Frances, answers nuzzling the bed covers and purring. “I do so love it, when you come see me.” She strokes the cat lovingly in the dark and Frances’s tail stands as a mast of pleasure. “What have you come to tell me tonight, my old friend? Do you remember Francis? When my sister and I dressed you up in doll clothes? You were such a good sport about it back then. Mom said, she’d never seen the like.”
Frances stares a moment and grooms herself. “You would always wake us for school, what a good friend you were, what was it now…fifty? No, land, sixty, years ago!”
The splashed black and white cat stood, arching her back. Creeping slowly forward, Frances touches her nose with the woman, before darting from the bed. Walking to the door, her tail catching the door frame as a she exits.

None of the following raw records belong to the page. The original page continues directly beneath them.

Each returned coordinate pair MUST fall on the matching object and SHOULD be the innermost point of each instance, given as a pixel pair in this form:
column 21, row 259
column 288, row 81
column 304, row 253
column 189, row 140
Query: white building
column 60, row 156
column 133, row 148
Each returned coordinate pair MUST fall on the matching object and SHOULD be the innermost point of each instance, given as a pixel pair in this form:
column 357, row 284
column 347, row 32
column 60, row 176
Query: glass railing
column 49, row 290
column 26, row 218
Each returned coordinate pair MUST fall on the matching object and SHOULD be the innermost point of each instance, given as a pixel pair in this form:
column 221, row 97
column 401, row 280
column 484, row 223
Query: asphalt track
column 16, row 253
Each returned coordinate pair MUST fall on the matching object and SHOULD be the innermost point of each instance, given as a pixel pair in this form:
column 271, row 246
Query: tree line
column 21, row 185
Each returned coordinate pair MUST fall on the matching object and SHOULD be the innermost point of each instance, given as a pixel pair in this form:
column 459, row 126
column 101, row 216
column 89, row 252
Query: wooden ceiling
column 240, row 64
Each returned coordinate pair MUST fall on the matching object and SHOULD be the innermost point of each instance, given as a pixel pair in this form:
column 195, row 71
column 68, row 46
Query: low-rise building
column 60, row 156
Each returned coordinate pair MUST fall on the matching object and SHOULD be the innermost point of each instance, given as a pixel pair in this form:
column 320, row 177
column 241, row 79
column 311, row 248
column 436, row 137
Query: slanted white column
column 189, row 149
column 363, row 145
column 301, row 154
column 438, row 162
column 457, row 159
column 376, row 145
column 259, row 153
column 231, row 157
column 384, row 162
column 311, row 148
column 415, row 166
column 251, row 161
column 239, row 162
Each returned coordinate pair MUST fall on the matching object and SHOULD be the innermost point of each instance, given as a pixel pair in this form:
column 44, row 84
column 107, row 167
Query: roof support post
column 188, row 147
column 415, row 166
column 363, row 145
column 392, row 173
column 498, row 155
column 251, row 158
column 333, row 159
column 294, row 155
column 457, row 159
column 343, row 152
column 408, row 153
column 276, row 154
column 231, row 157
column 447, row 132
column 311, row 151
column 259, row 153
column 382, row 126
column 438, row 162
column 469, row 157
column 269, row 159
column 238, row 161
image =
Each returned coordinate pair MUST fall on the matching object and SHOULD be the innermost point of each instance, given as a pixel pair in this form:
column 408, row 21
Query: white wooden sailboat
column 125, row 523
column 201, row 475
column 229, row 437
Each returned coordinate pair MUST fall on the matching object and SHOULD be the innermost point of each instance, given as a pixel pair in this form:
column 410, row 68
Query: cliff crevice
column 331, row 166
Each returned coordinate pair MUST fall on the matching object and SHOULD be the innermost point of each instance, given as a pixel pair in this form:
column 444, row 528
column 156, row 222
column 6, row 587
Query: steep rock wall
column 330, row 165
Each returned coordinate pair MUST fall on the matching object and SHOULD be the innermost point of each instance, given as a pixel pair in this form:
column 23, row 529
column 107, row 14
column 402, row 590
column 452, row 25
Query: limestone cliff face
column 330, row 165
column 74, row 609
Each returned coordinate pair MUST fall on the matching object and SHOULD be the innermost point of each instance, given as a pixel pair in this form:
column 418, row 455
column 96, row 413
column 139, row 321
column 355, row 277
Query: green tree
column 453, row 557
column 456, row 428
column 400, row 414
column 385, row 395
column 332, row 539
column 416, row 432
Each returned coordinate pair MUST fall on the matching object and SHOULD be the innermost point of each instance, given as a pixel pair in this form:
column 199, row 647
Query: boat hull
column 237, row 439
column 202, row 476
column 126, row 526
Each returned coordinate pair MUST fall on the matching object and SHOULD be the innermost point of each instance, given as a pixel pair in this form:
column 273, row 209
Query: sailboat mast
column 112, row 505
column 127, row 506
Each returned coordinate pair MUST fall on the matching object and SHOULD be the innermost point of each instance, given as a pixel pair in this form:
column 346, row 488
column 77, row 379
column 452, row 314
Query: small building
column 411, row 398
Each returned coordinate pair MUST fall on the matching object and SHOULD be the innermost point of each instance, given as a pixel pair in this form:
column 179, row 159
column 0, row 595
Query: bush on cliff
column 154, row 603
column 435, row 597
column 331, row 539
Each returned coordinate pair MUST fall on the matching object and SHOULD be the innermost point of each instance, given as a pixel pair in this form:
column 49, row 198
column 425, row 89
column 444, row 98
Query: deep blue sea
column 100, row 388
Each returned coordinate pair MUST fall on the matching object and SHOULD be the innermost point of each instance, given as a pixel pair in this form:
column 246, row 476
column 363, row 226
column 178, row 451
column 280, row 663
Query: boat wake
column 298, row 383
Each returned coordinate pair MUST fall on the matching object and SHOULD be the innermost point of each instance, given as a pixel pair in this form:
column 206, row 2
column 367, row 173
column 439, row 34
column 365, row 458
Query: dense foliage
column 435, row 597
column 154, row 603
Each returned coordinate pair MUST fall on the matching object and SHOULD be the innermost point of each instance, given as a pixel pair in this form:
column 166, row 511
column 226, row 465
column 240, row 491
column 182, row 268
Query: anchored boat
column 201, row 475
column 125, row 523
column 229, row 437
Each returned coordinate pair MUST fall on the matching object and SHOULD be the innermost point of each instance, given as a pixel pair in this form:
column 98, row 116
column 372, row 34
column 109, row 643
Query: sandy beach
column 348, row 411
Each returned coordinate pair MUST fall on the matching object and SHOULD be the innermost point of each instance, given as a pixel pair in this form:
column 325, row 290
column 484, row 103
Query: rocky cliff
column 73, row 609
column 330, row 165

She pads down the hall stealthily, her dark coat blending with the darkness. Entering the next room, she navigates between the machines and devices humming and hissing around the bed. Leaping in a single bound, she walks the headboard over the elderly man stepping down on the other side. He wakes as Frances navigates the maze of wires and tubes. She walks the railing to the foot of the bed then descends into the covers.
She walks back between his legs as he smiles. The old man heaves a dry cough and weakly says, “Oh, Mike, it’s so good to see you again. I’m all alone here and I’m afraid it’s the end for me.” He struggles to lift his hand as Francis nuzzles against it marking him as one of her own. She walks away following his arm touching her nose to his and then bounds away.
Back in the hallway, she follows the wall along the corridor. Entering the next room, she leaps to the foot of the bed. Disturbed by the motion the elderly woman looks up. “Lucy, my Lucy! Where have you been my dear friend? It’s been so long, and I have loved you, oh these so many years!” Francis purrs loudly her tail erect, prancing carefully through the ridges of the bed covers. Laying down playfully, she rolls as the old women gently scratches at her chest. “Oh Lucy, Lucy, where have you been all these years?” The old woman sighs as tears leak out from the corner of her eyes. “I’ve seen so much and done so much and lived my life, but I have never forgotten you. It’s so nice to know you haven’t forgotten me.”
Francis sits up and climbs on the woman’s chest. Laying down slowly and wrapping her tail tightly around her own frame and purrs loudly touching her nose to the woman’s. The old woman drifts off to sleep as the cat purrs and closes her eyes for a silent moment. She then softly steps back to the sheets before bounding on to the floor making her exit.
Marge Hemphill was filling out her nightly reports at the nurse’s station. She reached for her coffee mug and from the corner of her eye saw a long-haired black cat meandering down the hallway on the monitor. Putting the mug down, she looked again and saw nothing. She rubs her eyes and looks at her watch dismissing what she had seen as an aberration.
Meandering with purpose Francis finds all of the doors which are welcoming and waiting. It has been said by the unknowing that cats aren’t affectionate when the opposite is true, a cat’s love is eternal.